2

I'm new to Apache Spark, and would like to take a dataset saved in JSON (a list of dictionaries), load it into an RDD, then apply operations like filter and map. This seems to me like it should be simple, but after looking around Spark's docs the only thing I found used SQL queries (https://spark.apache.org/docs/1.1.0/sql-programming-guide.html), which is not how I'd like to interact with the RDD.

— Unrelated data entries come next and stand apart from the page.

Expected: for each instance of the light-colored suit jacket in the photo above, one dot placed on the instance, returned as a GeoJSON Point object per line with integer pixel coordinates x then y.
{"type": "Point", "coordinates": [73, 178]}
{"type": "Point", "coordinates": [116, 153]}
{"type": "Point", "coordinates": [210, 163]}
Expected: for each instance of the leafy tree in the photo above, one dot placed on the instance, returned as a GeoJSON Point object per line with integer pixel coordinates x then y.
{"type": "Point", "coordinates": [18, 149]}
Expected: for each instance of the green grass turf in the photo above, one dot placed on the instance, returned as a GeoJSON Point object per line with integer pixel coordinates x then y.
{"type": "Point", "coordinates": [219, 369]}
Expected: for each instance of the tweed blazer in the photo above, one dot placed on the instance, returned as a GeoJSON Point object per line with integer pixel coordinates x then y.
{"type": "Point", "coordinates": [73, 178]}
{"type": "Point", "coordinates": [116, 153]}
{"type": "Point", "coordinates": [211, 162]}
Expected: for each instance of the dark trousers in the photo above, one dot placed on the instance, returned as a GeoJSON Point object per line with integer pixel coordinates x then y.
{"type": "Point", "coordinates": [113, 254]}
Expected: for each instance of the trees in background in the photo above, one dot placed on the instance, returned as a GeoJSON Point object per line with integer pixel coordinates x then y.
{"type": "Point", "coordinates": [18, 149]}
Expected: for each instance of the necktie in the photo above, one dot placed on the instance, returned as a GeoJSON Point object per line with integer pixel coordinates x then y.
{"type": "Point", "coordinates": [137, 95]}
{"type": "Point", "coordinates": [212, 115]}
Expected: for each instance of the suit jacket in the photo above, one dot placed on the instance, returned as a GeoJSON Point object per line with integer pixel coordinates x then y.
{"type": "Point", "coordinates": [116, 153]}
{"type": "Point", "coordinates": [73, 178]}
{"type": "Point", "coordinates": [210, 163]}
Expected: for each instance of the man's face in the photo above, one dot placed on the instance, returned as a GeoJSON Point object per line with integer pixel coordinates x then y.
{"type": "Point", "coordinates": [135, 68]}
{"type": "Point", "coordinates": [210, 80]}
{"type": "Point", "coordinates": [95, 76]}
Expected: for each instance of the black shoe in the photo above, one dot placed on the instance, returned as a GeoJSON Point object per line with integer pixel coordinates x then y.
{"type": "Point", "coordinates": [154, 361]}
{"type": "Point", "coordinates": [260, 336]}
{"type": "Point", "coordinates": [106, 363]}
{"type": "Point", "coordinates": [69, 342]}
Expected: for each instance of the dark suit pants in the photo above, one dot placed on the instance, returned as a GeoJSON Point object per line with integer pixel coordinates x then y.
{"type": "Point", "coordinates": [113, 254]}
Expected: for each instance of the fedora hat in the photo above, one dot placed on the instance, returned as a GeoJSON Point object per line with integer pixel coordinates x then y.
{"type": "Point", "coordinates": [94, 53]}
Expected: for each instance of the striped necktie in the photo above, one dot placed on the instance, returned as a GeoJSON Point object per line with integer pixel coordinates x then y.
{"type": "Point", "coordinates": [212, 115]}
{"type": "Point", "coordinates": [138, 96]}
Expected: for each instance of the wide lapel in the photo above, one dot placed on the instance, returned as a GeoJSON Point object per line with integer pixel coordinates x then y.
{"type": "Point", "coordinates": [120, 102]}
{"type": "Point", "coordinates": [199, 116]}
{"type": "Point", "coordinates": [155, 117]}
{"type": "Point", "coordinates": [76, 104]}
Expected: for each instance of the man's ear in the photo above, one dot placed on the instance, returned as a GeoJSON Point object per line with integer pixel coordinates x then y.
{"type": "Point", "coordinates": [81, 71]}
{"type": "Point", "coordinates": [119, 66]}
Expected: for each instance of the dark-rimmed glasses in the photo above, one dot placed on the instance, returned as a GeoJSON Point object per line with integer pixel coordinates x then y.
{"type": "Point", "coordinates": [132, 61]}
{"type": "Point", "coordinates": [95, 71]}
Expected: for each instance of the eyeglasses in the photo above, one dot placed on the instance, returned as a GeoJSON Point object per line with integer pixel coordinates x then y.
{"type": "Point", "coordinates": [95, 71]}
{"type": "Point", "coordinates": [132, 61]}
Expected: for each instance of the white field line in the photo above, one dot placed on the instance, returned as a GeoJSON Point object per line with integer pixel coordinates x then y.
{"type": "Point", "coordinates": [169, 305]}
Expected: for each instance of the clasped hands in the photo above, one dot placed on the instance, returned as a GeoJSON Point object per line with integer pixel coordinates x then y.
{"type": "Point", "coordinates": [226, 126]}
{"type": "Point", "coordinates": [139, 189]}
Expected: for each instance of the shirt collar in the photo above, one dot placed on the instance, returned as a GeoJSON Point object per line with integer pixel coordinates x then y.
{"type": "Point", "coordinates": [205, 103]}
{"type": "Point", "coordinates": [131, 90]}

How can I load a dataset saved in JSON into an RDD? If I missed the relevant documentation, I'd appreciate a link.

Thanks!

Brandt
  • 565
  • 1
  • 6
  • 13
  • 1
    The same documentation says that using SQL is only one alternative: you can use jsonRDD to query your data in hierarchical way. `val anotherPeopleRDD = sc.parallelize( """{"name":"Yin","address":{"city":"Columbus","state":"Ohio"}}""" :: Nil); val anotherPeople = sqlContext.jsonRDD(anotherPeopleRDD)` – Ashalynd Jan 13 '15 at 20:29

2 Answers2

3

You could do something like

import org.json4s.JValue
import org.json4s.native.JsonMethods._

val jsonData: RDD[JValue] = sc.textFile(path).flatMap(parseOpt)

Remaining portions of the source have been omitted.